I am writing this at this moment in time because it has occured to me that while I am going through quite a bit of LIFE right now, I Accept that I can handle this too. I Accept that my grandmother's death is okay. My family will go on. I Accept that while my brother feels the need to sue my aunt, that too will be resolved. I Accept that while I know have to deal with the fall-out of the dissolving of the Trust, I can handle that too. I Accept that my marriage is strong enough to survive. Wait, maybe that is more faith than acceptance. Now I'm confused. Let me go back...I Accept that my H is who he is.

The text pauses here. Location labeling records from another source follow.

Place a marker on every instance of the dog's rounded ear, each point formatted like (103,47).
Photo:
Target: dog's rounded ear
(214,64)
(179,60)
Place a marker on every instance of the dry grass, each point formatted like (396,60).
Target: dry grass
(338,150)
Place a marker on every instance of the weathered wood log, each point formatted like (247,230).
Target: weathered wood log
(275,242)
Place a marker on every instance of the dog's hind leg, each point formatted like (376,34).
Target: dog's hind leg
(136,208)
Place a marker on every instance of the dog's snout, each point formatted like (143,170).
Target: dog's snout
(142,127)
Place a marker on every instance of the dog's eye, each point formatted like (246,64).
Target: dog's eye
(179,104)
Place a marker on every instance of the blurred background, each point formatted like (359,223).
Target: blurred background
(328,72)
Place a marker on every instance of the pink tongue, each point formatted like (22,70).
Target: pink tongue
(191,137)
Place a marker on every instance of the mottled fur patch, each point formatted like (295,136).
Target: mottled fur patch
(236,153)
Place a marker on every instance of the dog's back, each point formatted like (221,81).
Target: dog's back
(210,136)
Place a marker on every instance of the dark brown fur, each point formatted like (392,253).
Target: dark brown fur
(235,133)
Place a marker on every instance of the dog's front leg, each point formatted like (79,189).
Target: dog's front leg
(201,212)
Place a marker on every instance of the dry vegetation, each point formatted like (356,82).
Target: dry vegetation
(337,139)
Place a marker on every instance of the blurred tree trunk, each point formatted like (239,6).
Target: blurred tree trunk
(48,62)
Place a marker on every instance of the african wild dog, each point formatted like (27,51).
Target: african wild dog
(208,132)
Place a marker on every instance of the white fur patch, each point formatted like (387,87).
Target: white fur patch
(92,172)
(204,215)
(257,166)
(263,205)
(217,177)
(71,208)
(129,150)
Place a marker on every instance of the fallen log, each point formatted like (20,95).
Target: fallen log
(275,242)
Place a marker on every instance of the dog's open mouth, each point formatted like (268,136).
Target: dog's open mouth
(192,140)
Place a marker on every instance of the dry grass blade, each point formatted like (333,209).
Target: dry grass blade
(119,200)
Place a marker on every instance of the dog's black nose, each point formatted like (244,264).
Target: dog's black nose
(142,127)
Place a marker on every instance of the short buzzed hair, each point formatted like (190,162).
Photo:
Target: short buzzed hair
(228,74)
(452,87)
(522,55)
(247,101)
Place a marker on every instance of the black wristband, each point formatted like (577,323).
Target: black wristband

I am off track here. Acceptance is...it just is, no judgement, no feeling. What do I know for certain? Let me work through this...take it slow, H.... I know that the muscles in my back (rhomboids) are killing me....I can relax them....done, posture up, shoulders down and back.....Deep Breath....my Illiopsoas is tight.....actively choosing to relax it......done......breathe....I am clenching my jaw (I do that often, it gives me headaches!)...actively relaxing jaw...done...breathe....now actively think about Accepting LIFE.....feel physical sensations that occur when thinking about LIFE......tensing of muscles...actively choosing to relax and let the feeling be....breathe....my calf is cramping, dorsiflex foot...no more cramp.....breathe....LIFE....Acceptence.....All is well....breathe.....tightning in my chest, long, slow breath to release.....okay now.......LIFE......Acceptence....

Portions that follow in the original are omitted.